Harriet Phiri, a mother of four who lives in Kalingalinga township near Lusaka, says she struggles to access clean water because her only access to running water is a communal tap. She also has to share a pit latrine with three other families.

"We don’t have clean water except from a communal tap, which is far from my home," Phiri told IPS. "We want our MP [member of parliament] to assist us so that government can improve water in our area. And it is difficult to fight water-borne diseases. Every year, we have the problem of floods, but the government seems not to mind."

Phiri says her children suffer regularly from diarrhoea: "Almost every three months, we have a case of diarrhoea, just because government cannot give us clean water. We need them to do something, that’s why we voted for them."

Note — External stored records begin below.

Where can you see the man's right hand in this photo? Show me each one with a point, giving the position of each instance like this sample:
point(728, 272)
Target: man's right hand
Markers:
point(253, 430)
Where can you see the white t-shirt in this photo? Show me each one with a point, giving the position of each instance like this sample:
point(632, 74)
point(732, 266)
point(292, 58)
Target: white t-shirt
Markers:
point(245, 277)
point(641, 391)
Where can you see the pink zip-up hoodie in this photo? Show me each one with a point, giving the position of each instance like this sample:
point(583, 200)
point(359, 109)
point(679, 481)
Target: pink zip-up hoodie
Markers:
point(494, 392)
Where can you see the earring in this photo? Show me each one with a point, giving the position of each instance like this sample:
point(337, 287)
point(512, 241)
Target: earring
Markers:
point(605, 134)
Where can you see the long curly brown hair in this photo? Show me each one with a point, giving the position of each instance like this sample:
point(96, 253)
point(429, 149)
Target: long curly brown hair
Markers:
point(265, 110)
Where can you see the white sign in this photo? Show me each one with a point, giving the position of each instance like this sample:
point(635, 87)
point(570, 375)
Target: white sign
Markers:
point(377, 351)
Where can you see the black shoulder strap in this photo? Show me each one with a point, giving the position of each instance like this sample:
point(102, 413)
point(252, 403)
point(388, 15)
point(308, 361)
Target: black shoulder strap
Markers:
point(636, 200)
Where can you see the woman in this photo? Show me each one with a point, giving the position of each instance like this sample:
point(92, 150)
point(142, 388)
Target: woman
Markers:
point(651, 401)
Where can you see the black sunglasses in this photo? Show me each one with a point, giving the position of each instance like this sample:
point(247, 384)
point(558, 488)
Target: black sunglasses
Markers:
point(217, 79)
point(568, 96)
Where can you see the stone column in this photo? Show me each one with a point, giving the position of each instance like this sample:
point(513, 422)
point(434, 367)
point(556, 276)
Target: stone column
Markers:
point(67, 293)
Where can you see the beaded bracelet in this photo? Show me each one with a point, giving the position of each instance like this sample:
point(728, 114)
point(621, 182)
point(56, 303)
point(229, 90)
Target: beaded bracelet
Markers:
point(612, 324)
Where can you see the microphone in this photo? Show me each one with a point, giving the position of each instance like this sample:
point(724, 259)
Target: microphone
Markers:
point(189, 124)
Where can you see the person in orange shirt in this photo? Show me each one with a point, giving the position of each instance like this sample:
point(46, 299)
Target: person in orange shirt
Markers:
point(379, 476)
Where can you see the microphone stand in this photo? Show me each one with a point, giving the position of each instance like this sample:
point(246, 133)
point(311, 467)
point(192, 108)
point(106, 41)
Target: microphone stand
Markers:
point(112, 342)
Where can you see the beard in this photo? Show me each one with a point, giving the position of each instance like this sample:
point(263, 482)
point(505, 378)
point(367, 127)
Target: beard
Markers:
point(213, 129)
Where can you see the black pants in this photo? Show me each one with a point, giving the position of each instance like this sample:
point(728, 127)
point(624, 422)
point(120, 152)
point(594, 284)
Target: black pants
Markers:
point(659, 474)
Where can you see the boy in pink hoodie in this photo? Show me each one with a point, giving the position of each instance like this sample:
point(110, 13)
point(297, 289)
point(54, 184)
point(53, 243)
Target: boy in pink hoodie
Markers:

Prudence Phiri, sister-in-charge at Kagoro rural health centre in Katete district, about 500 kilometres outside of Lusaka, confirms that diarrhoea occurs frequently due to lack of sanitation and clean water. If running water is unavailable, villagers use water from streams for washing, laundry and cooking, she says.

What makes matters worse is that few parents bring their sick children for treatment to the local clinic. Only 60 percent of Zambian children suffering from diarrhoea receive medial attention, according to the ZDHS.

"We have two major problems," explained nurse Phiri. "The first is that we just have one river where the villagers draw water. The second is that most villagers believe in traditional medicine [to treat diarrhoea]."

As a result, many children die of diarrhoea-related dehydration. "In the last few years, we have intensified education campaigns, advising the mothers to boil drinking water and seek medical attention at the clinic [to prevent] dehydration," she says. But behaviour change is slow.

Health department child health specialist, Dr Penelope Kalesha, says it has been a challenge for government to improve access to safe drinking water and sanitation, while at the same time making diarrhoea treatment available to as many mothers as possible.

The World Health Organisation (WHO) recommends oral re-hydration salts (ORS) to treat diarrhoea, which is essentially a pinch of salt and a handful of sugar mixed with clean water and zinc tablets.